Il programma di investimento deve essere avviato dopo la data di presentazione online della domanda (attiva dal 3 ottobre) e comunque non oltre 60 giorni successivi alla data del decreto di concessione dell’intervento finanziario. Il medesimo programma di intervento deve terminare entro i 12 mesi del decreto di concessione dell’intervento finanziario.

La domanda dovrà essere opportunamente validata pena l’inammissibilità , mediante l’apposizione della firma elettronica/digitale da parte del Legale Rappresentante dell’impresa. Inoltre la data di protocollazione della domanda verrà generata solo successivamente al pagamento del bollo virtuale (tramite carta di credito).

Le tempistiche sono le seguenti:
a) istruttoria formale di 30 giorni finalizzata a verificare la sussistenza dei requisiti effettuata dall’ Ente Gestore;
b) istruttoria economica finanziaria entro 60 giorni dalla data di chiusura dell’istruttoria formale;
c) istruttoria dell’intermediario convenzionato entro 60 giorni dalla data di chiusura dell’istruttoria formale.

L’erogazione dell’intervento finanziario (quota fondo regionale) può essere effettuata, a scelta del beneficiario, in massimo 2 tranches:
1) unica tranche a saldo, a conclusione del programma di investimento, entro 60 giorni di protocollo della domanda di erogazione che dovrà pervenire entro 60 giorni dalla data di conclusione del programma di investimento previa verifica dei seguenti requisiti:
a) realizzazione di almeno il 70% del programma di investimento;
b) copia delle fatture quietanzate .
2) due tranches. La prima sarà erogata a titolo di avanzamento lavori per un importo pari al 40% dell’intervento finanziario concesso, entro 60 giorni dalla data di domanda di erogazione. La ditta deve rendicontare almeno il 40% dell’investimento ammesso tramite presentazione di fatture quietanzate. La prima tranche potrà altresì essere richiesta anche a titolo di anticipazione finanziaria previa acquisizione e verifica da parte dell’ente gestore.

La seconda tranches a saldo verrà erogata a conclusione del programma di investimento entro 60 giorni di calendario decorrenti dalla data di protocollo della domanda di erogazione che dovrà pervenire all’Ente entro 60 giorni dalla data di conclusione del programma di investimento.
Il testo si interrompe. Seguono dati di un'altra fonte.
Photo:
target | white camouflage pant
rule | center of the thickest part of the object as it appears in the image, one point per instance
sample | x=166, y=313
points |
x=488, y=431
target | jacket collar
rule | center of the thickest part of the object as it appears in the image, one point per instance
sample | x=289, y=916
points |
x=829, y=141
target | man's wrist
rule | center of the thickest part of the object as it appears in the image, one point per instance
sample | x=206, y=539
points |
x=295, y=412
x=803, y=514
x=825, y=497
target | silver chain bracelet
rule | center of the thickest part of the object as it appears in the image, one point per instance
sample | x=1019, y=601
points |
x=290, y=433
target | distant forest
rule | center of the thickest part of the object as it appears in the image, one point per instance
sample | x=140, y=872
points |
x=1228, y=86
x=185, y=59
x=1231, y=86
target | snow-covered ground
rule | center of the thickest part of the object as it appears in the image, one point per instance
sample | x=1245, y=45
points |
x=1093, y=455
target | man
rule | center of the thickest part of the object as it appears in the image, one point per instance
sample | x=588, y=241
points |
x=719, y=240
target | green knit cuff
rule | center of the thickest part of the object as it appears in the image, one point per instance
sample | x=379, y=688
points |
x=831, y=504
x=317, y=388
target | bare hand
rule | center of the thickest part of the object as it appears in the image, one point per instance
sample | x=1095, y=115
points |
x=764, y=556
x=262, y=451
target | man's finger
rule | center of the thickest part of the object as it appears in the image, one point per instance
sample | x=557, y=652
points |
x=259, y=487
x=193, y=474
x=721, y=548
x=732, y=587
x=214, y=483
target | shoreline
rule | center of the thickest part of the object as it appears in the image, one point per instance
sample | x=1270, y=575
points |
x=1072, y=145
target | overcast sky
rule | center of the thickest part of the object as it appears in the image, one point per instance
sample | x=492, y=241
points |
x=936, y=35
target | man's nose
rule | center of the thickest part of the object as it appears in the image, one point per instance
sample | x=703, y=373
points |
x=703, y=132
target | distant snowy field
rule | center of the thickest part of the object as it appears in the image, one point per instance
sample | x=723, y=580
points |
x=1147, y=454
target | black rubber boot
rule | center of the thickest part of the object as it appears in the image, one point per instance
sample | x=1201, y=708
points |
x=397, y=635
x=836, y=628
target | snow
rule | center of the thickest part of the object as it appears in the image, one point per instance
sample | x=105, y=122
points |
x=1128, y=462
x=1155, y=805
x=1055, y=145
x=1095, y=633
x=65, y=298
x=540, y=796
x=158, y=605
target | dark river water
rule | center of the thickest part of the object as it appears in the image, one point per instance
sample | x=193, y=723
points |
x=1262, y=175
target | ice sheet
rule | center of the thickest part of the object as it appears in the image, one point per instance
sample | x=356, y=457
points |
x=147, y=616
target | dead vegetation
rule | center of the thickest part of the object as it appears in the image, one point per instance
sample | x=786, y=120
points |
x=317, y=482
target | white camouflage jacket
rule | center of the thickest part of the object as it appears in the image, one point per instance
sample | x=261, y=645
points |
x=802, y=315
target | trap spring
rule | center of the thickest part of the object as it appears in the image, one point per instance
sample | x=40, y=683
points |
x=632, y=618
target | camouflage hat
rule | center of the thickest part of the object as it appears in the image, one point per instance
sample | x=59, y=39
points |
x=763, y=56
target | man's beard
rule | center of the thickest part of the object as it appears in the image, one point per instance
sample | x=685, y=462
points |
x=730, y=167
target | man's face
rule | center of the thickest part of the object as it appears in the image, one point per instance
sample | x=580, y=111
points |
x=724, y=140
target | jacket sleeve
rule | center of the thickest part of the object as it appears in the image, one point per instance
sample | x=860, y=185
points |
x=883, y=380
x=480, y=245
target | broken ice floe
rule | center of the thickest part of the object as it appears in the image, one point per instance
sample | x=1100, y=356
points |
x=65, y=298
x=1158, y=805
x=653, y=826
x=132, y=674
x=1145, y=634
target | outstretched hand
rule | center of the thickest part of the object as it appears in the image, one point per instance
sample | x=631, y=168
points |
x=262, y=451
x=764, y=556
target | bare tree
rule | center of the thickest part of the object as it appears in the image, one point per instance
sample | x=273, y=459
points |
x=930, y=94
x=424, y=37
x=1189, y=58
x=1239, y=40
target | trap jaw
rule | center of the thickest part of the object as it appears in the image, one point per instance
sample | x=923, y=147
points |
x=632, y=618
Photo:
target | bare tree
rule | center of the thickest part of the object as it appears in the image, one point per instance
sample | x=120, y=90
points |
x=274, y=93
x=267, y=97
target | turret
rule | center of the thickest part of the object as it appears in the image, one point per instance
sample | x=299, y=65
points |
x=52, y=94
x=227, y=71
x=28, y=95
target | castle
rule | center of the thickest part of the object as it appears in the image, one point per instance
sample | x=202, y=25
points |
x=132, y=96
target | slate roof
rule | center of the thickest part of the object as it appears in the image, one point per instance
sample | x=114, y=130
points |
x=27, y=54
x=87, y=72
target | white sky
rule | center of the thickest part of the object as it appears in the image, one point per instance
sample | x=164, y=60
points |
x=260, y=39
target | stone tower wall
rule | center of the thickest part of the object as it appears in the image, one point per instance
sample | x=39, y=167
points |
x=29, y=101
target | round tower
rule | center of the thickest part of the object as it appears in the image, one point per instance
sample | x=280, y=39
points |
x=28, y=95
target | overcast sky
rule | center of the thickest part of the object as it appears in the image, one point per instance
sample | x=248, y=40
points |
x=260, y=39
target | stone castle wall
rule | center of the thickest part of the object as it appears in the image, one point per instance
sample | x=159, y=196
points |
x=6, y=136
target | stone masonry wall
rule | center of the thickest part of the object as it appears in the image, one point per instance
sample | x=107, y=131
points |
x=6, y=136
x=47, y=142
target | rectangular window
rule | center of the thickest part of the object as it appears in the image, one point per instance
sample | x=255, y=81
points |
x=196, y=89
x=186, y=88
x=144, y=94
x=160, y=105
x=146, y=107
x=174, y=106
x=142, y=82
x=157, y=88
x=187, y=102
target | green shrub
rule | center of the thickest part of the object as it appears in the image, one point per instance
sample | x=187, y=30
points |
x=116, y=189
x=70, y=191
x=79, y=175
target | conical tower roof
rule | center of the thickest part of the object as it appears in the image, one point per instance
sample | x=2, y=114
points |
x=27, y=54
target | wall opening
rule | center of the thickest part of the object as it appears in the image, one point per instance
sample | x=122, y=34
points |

L’ente verificherà:
a) la realizzazione di almeno il 70% del programma di investimento ;
b) copia delle fatture quietanzate .

L’erogazione dell’intervento finanziario (quota fondo regionale) avverrà in un’unica soluzione a favore della società di leasing convenzionata con il Soggetto Gestore previa verifica da parte di quest’ultimo di realizzazione di almeno il 70% del programma di investimento e copia delle fatture quietanzate.